By the numbers, for its recent audited year-end March 31, 2023, CAR reported 3% growth in operating revenue to J$ 16.2 billion, while net profit declined to J$ 3.6 billion from J$ 4.07 billion, year over year. The resulting earnings per share (“EPS”) for year-end 2023 was J$ 74.9 cents. 

CAR has been trading between J$ 8.40 to J$ 8.70, with an annualized divided of approximately J$ 84 cents, represents one of the healthiest divided/ income plays, if you are going for that, as the growth simply isn’t there right now. 

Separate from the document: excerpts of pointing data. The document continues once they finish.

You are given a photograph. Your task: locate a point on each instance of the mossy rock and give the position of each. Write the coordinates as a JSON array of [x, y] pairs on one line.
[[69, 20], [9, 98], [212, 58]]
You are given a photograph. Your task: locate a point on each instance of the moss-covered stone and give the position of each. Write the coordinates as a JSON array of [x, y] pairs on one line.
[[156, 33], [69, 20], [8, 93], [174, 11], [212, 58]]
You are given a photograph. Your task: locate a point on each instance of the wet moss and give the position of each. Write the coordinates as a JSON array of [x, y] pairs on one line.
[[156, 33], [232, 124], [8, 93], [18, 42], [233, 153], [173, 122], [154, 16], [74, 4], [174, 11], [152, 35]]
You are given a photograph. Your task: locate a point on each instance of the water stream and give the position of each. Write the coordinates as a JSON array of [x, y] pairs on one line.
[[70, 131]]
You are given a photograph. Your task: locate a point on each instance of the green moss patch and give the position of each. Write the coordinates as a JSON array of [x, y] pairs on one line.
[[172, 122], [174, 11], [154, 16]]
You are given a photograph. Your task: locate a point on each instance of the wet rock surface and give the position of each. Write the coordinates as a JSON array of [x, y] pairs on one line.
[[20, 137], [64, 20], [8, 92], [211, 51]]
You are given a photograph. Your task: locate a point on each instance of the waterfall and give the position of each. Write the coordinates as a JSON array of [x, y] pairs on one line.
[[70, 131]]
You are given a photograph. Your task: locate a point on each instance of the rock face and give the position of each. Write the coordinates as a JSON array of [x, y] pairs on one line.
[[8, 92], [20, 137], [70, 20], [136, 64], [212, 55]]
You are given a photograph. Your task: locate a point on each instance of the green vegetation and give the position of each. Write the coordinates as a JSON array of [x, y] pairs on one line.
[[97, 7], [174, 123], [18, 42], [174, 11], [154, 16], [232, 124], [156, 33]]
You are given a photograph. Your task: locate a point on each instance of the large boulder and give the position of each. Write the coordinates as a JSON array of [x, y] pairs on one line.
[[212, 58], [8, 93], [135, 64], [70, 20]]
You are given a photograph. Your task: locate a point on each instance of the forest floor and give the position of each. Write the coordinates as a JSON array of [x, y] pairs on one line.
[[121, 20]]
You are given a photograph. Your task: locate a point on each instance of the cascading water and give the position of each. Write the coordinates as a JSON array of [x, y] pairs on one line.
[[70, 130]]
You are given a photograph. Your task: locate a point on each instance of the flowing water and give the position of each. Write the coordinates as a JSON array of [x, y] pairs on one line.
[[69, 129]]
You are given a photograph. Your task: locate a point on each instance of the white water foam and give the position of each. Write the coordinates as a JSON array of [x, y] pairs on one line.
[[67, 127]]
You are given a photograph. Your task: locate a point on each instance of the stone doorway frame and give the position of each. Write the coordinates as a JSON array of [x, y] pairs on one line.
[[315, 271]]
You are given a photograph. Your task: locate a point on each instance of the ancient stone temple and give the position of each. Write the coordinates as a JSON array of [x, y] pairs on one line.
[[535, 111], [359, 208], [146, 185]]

  • Lululemon Athletica Inc. (US: LULU). The athletic apparel retailer crushed their recent quarter. Top line and bottom line, beating the street’s estimates. The numbers were so good for the fiscal quarter, that LULU raised full-year guidance. Revenue for the quarter was US$ 2 billion versus expected US$ 1.93 billion, and earnings per share was US$ 2.28/ share versus expected US$ 1.98/ share. While beating the analysts’ expectations is always impressive, the year over year performance beat, was huge by LULU

For the quarter ended April 30, 2023, net income was US$ 290.4 million, well improved from US$ 190 million. Revenue increased by 24% to US$ 2 billion, up from US$ 1.61 billion. 

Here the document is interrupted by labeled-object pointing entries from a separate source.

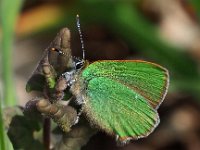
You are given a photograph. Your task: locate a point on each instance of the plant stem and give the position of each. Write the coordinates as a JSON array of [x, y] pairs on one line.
[[2, 134], [46, 133]]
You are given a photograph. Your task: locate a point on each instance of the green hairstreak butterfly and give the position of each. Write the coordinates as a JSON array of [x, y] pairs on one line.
[[120, 97]]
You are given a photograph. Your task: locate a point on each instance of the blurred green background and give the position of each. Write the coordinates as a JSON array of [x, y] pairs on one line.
[[164, 32]]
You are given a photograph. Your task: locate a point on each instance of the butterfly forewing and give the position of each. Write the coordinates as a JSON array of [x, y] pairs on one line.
[[148, 79]]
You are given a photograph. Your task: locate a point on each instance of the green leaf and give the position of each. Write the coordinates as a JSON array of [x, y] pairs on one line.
[[8, 15]]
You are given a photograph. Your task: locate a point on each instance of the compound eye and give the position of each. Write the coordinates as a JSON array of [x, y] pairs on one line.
[[79, 65], [57, 50]]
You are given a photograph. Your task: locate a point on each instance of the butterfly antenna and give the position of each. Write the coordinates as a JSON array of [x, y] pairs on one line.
[[80, 34]]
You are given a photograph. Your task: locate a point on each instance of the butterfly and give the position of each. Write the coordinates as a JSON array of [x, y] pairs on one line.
[[120, 97]]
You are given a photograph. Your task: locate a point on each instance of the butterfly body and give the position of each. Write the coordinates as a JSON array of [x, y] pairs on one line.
[[121, 97]]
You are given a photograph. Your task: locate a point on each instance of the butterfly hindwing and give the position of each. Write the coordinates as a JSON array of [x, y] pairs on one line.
[[120, 99]]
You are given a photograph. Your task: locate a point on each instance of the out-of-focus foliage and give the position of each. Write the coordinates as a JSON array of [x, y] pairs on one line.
[[123, 20]]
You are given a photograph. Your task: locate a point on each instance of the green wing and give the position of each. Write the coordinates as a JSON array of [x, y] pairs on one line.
[[147, 79], [121, 96]]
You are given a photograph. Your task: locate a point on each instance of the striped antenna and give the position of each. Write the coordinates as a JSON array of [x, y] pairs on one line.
[[80, 34]]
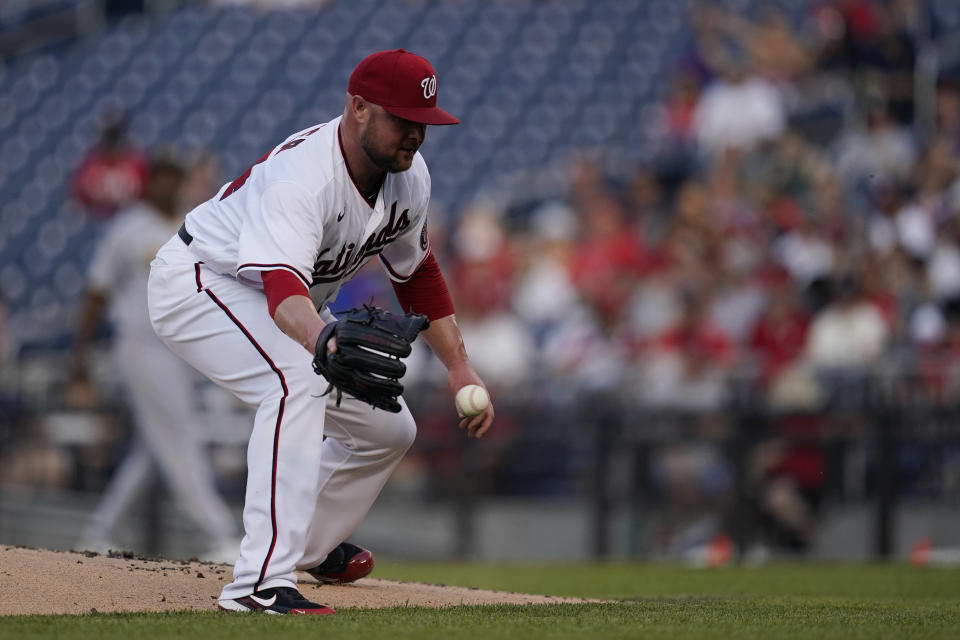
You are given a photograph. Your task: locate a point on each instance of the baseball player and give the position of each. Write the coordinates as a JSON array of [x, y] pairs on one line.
[[159, 385], [241, 293]]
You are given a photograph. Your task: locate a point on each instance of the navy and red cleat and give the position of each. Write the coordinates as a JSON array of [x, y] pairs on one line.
[[280, 600], [346, 563]]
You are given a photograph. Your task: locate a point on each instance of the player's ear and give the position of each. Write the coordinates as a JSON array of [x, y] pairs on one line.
[[359, 108]]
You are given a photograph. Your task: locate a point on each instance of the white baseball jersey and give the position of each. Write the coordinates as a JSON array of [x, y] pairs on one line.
[[299, 209], [121, 266]]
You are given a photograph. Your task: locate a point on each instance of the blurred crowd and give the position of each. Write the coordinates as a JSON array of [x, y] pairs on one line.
[[798, 228]]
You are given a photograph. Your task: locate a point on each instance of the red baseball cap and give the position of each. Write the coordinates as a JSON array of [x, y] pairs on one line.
[[401, 82]]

A big takeaway in the numbers, China revenue alone grew by 79% in the quarter, year over year. 

  • JFP Limited (JSE: JFP). Another resignation was reported by JFP in recent times to the JSE, Jamaica Stock Exchange, this time, it is their Human Resource Officer, Ms. Maureen Hassan, effective June 8, 2023. The previous resignation report was effective May 25, 2023, which was, Purchasing & Stores Manager, Ms. Rushell Milton. 

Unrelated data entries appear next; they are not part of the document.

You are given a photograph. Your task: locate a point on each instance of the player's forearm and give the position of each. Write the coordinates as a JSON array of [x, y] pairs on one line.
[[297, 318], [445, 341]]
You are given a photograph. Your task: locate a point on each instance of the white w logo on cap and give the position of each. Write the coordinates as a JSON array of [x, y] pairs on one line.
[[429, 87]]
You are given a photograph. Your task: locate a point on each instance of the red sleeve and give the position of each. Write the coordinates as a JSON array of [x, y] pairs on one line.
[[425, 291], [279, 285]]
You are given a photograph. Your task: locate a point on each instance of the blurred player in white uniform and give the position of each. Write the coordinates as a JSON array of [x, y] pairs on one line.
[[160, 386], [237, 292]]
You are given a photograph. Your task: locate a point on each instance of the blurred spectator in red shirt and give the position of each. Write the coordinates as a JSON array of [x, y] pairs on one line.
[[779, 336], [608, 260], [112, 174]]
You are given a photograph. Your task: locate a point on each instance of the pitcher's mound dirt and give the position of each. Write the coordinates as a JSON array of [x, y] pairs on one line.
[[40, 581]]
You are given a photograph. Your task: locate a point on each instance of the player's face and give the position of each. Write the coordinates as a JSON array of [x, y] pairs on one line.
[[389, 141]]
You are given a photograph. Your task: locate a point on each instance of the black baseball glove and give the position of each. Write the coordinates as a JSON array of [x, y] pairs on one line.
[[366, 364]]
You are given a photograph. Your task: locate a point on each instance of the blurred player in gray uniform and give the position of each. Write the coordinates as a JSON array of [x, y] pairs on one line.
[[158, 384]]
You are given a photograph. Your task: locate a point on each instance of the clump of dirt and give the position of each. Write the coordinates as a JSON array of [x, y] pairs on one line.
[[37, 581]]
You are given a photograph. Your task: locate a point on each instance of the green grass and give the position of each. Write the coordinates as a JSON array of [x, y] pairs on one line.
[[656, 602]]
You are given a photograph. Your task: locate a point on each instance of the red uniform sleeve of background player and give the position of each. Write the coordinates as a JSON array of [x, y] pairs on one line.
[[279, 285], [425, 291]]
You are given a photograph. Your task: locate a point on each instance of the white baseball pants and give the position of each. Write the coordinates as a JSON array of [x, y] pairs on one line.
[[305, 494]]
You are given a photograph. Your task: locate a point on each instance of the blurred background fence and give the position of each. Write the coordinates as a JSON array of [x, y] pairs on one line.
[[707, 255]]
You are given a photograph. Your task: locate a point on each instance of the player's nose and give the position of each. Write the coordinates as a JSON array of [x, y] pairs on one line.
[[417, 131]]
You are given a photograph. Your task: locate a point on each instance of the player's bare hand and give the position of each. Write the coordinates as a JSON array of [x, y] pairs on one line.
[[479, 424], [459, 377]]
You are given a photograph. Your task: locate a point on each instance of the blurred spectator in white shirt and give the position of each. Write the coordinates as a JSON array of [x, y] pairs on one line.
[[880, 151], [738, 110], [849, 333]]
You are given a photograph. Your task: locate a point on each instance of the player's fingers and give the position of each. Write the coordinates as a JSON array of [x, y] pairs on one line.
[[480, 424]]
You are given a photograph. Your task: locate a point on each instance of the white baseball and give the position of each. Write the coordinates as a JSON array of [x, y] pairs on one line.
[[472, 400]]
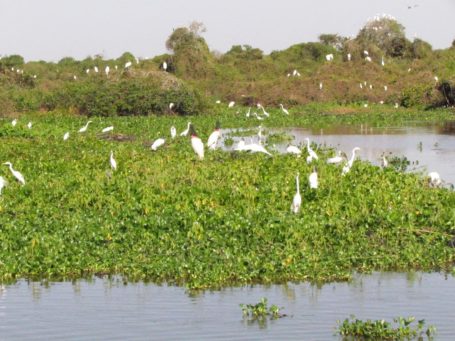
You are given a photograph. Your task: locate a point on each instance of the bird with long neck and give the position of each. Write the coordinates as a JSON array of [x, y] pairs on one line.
[[84, 128], [348, 165], [16, 173], [214, 136], [196, 143], [185, 132], [297, 200]]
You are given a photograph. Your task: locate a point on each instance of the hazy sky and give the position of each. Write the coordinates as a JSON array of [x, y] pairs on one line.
[[52, 29]]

JFP’s share price is around J$ 1.60/ share and its 52-week low is J$ 1.32/ share. For its Q1 2023, JFP registered a net loss of J$ 14.8 million. 

  • Buy Buy Baby, gets some love in the Bed Bath & Beyond bankruptcy matter (US: BBBY). There’s always a buyer for something, it may just depend on the price & the timing. Sometimes even the events surrounding it, comes back to the timing… Given its parent company bankruptcy, Bed Bath & Beyond, and as the company works on auctioning its assets, this one is drawing some interest. 

Buy Buy Baby is a baby gear retailer and details are still emerging on the interested bidders. At this stage it comes across as two (2) including Babylist that registered US$ 290 million in annual revenue in 2022. Babylist describes itself as a destination for all things baby. 

As things heat up, it will be interesting to see the bidders’ interest, that is, whether, its Buy Buy Baby’s intangibles, digital assets, stores, inventory – anyone, a mixture or all. 

  • Medical Disposables and Supplies Limited (JSE: MDS). This Company, keeps gaining market share whether from new markets, its competitors, the launching of new products, etc. MDS for its year-end March 31, 2023, reported a huge top line figure of J$ 3.76 billion, up from J$ 3.41 billion, in MDS previous year-end. Net profit declined for the current year to J$ 80.1 million from J$ 105.4 million, representing a 24% decline year-on-year. Expenses and finance costs were materially higher than the previous year, and the revenue growth and margin growth was not enough to offset that. As a result, the current year-end earnings per share (“EPS”) hit J$ 27 cents. The Company’s total equity ended the year-end strong, closing at J$ 1.2 billion. 

MDS net margin for March 31, 2023, was 2.12%, lower than 3.1% for March 31, 2022. The Company is already in its current fiscal year, in its 3rd month, June 2023, with its 1st Quarter due on or around August 14, 2023. MDS objective should be laser like focused on growing its net margin to 5% or higher in its current financial year.